☆ 日本経済の現状 ☆

井出薫

 バブル崩壊以来、日本経済は低迷している。既得権益層を守る不要な規制が成長を妨げているとして、小泉政権は構造改革を断行した。しかし、成果はなかったとは言えないが、経済は回復しなかった。安倍政権は、金融緩和が不十分だとして、異次元と称する大規模な金融緩和を行ったが思うような成果は上がらず、物価高が国民生活に影響を及ぼしているのに、金融緩和を縮小することができない状況に陥っている。近年は、雇用の流動化など構造改革をさらに進めることが不可欠だとする意見が財界や日本維新の会などから出されている。しかし、それは小泉改革の焼き直しにすぎず、それだけで経済が良くなるとは思えない。

 要するに、バブル崩壊以降、時々の政権が支持する経済学者の提言に基づき様々な経済政策が実行されてきたが、経済回復には至らなかった。しかし、それは無理からぬことだと思われる。なぜなら、長期に亘る経済低迷の原因を徹底的に究明することなく、マクロ経済学的な論理だけで経済政策を立案・実行してきたからだ。日本は欧米と同じ資本主義的市場経済ではあるが、社会構造、伝統、文化、慣習などに大きな違いがあり、欧米で通用するマクロ経済政策が日本でも通用するとは限らない。むしろ30年に亘る低迷は、欧米流のマクロ経済学的政策だけでは経済問題は解決できないことを示唆している。

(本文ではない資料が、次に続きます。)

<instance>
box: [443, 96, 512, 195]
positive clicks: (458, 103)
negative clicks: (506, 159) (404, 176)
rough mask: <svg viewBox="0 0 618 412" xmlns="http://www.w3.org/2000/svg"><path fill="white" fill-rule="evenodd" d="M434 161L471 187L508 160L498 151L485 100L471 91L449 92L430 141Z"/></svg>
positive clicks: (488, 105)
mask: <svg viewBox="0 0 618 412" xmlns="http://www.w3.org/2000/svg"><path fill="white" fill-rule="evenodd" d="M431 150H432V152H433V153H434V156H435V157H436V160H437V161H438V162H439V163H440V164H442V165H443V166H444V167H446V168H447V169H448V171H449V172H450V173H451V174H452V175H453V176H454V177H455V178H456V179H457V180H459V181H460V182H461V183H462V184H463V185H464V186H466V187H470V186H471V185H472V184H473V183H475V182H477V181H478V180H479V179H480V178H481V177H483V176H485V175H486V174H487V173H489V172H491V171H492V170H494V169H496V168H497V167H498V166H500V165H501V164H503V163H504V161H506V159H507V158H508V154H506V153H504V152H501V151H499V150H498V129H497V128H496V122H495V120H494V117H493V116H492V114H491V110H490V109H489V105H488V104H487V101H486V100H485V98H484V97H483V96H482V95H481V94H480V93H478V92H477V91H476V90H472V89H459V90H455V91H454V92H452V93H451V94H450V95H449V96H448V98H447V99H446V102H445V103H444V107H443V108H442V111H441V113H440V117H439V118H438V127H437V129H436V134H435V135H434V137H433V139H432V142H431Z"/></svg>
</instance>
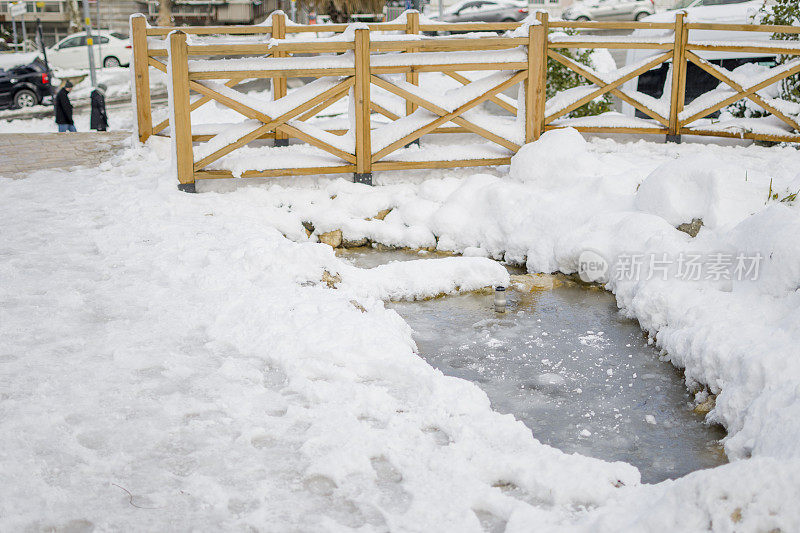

 では、原因は何なのか。言うまでもなく、そこには多数の要因が重なり合っている。世界でも最も急速に進む少子高齢化とそれに伴う勤労者人口の減少、終身雇用と年功序列に代表される雇用制度とそれを支える心情−たとえば同期で差が付くのは可哀そうだという同情心など−、経営者から消費者まで蔓延するデフレマインド−収入の伸びが期待できないので経費削減、投資抑制に走る経営者、値上げを嫌う消費者−、会社員ならば誰でも感じているであろう無駄な仕事の多さ−意義の乏しい大量の資料作成、長時間の打ち合わせなど−、同調圧力が強く、周囲の批判や反対を恐れて新しいことに挑戦できない社会環境、科学技術力の低下とその背景の一つである博士が大事にされない研究・教育環境、男女格差、など要因は枚挙に暇がない。

 構造改革や金融緩和などのマクロ経済学的な対策はもちろん重要で、これからも状況をみながら適宜進める必要がある。だが、それだけでは不十分で、上に挙げたような個別の要因について丹念に調査分析し、改善を進めていく必要がある。これは非常に手間が掛かり、解決が容易ではない課題がたくさんある。たとえば、勤労者人口の減少対策としては移民の受け入れ拡大が考えられるが、移民の諸権利の保証と教育訓練の充実など解決すべき課題が多い。しかし、これら多くの課題を粘り強く解決していかなければ、低迷から脱却することはできない。いずれにしろ、構造改革とかアベノミクスなどという旗印を掲げるだけでは、日本経済は復活しない。それを妨げている要因を一つ一つ解消していくことが欠かせない。そして、忘れてはならないことは、あらゆる分野で改革を避けることはできないという現実を政治家、官僚、経営者から一般市民まで広く情報共有する必要があるということだ。今は、それを先導することが政府の第一の仕事となる。そして、一般市民は経済の復活には多くの課題を解決する必要があること、それには長い時間が必要であることを認識する必要がある。